长樱路是省博前面的一条路,因为春天会开满樱花而得名。裴子安问道:“省博的长樱路?”
“对……对啊。”
“嗯,那一块确实车流很多。”
姜堰说了一半,没有再说下去了,裴子安总感觉他似乎隐瞒了什么。
省博,车祸,莫妮卡……
到底是什么呢?
裴子安帮着姜堰给几只小猫做驱虫,姜堰看裴子安抱着猫的姿势很专业,问他:“裴老师也养过猫?”
“嗯。”裴子安点了点头,想起了糖栗子,脸上扬起了笑:“是我老师的猫,现在由我照顾了,养在省博,和莫妮卡长得挺像,我一开始都没分辨出来,说不定有什么亲眷关系。”
姜堰听着裴子安说的话,脸色不知不觉沉重起来,他深吸了一口气,像是有什么不得不说的事,必须打断裴子安:“裴老师,你有没有想过我哥为什么回来?”

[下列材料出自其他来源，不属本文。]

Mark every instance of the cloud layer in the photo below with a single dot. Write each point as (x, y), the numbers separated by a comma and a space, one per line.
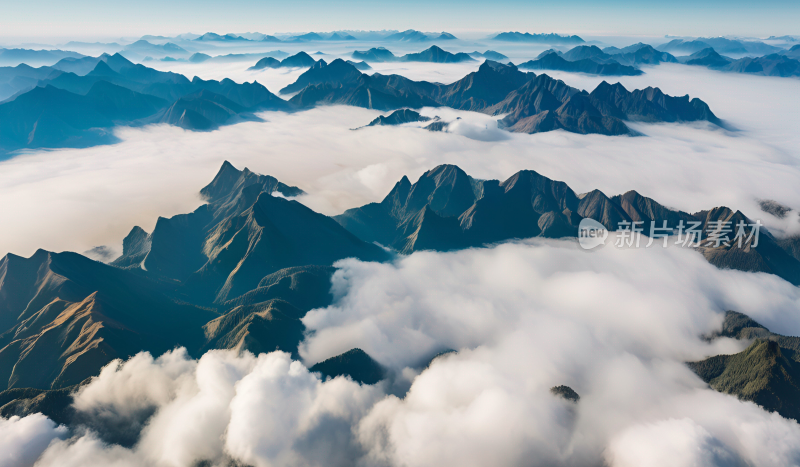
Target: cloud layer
(616, 325)
(78, 199)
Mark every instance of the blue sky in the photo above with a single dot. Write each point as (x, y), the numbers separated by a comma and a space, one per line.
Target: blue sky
(114, 18)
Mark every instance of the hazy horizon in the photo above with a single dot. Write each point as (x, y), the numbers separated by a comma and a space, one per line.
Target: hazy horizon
(46, 20)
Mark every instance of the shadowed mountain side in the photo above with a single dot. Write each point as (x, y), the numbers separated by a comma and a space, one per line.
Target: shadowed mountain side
(65, 316)
(175, 248)
(375, 54)
(537, 38)
(767, 372)
(399, 117)
(435, 54)
(532, 103)
(68, 110)
(354, 363)
(338, 71)
(273, 234)
(446, 209)
(55, 404)
(553, 61)
(266, 62)
(225, 248)
(260, 328)
(304, 287)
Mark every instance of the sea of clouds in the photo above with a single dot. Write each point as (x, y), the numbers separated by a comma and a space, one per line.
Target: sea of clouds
(614, 324)
(94, 196)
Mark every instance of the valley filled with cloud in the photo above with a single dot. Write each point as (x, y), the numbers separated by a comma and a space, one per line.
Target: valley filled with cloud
(309, 285)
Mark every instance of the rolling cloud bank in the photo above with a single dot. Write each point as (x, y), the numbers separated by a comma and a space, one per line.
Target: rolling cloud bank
(518, 327)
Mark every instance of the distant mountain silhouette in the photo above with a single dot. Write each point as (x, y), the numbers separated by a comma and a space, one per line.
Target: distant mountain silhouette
(338, 71)
(299, 60)
(446, 210)
(67, 116)
(533, 103)
(241, 271)
(210, 36)
(375, 54)
(553, 61)
(68, 110)
(720, 44)
(437, 55)
(537, 38)
(767, 372)
(361, 66)
(308, 37)
(412, 35)
(266, 62)
(14, 57)
(707, 57)
(65, 316)
(354, 363)
(398, 117)
(490, 55)
(768, 65)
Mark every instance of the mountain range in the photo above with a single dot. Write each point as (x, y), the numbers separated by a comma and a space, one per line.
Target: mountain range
(68, 110)
(768, 65)
(767, 372)
(537, 38)
(591, 59)
(721, 44)
(532, 103)
(63, 109)
(433, 54)
(243, 269)
(298, 60)
(14, 57)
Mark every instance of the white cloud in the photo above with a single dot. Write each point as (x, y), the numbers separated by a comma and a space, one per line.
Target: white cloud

裴子安不知道姜堰为什么突然说起陆博远,笑容凝固在嘴角:“什么……?”
姜堰张了张嘴,正准备说出口,唐羽忽然把他拉走了。
他们在角落里吵了起来,裴子安隐约只听到“陆博远”、“回国”、“腿伤”这几个字,他登时如雷击一般,愣在了原地,连那只短眉毛的小黄猫何时从他的掌中逃脱都没有注意到,脑海里只有一个念头在回旋。
裴子安的手指落在手机屏幕上,陆博远三个字映在联系人一栏,他很想问问陆博远,你受伤了?伤得重吗?为什么不告诉我?所以,是为了什么回来呢……
唐羽拉着姜堰不让他说出真相,姜堰丝毫不理解:“这些事他应该知道,你看见了吗,莫妮卡腿伤了裴老师都这么关心,如果他知道我哥是为了什么回的国,又为了什么伤了腿,他一定会……”
唐羽淡淡地说:“他会和陆博远复合。”
姜堰不明白既然他知道,为什么还要阻止:“那你为什么还拦着我?”
“你冷静一点,想一想你哥他真的想要这样吗?”
姜堰压低了嗓子吼道:“他为什么不想,他明明还爱他啊!”
可唐羽只是轻飘飘地说了一句,姜堰就偃旗息鼓了。
“他要的是爱,不是同情。”
裴子安对着屏幕看了很久,久到姜堰和唐羽的争吵渐渐平息,他也没有拨出号码。
姜堰的眼圈有点红,他低着头说了一声抱歉,裴子安知道自己不应该再留下了,和他们说了再见。
夜晚的风是寒冷的,路人埋头前进,期待快点回到家的港湾,只有裴子安不一样,他想让风更大一些,好把那些压在心头的,沉甸甸的,一股脑儿吹开。
第二十一章
一连串的疑问在裴子安心头盘旋,他好像陷入了一个胶着的境地,既不能坦率开口,又不能全盘放下。他在日记本上写了几笔,又烦躁地全部划去,只留下一片墨水的印记,在洁白的纸面上,像一块丑陋的疤痕。
问,还是不问?
裴子安把手机放在面前,深吸了一口气,点开了陆博远的微信。他在对话框里打了一大串,可点击发送之前又删了个干净。
他不知道该如何开口,他和陆博远是什么关系呢?难道他问了陆博远就会说吗?
手机忽然震了一下,提示有一条新消息插入,慌乱之中裴子安的手指在屏幕上滑过,等反应过来时,已经发去了一个句号,就算撤回陆博远也还是能看见提示,裴子安干脆自暴自弃,任由那个句号孤零零地躺在对话界面上。
陆博远应该不会回他吧……
害他手滑的那条新消息是心有非衣发来的,问了他老先生的情况如何。
今晚发生了一连串的事,裴子安还没来得及和他道谢,又想起之前的邀约,便想干脆游完省博,再请心有非衣吃一顿饭表示感谢。
心有非衣过了一会儿才回复他:抱歉,最近有事,可能没办法赴约。
Andrew_lu:这样啊,那等你有空再说吧。
心有非衣:好。
裴子安退出微博才后知后觉想起来,他是今天才从师父那里知道,心有非衣原来和老先生认识,可心有非衣又是从哪儿知道Andrew_lu是老先生的徒弟呢?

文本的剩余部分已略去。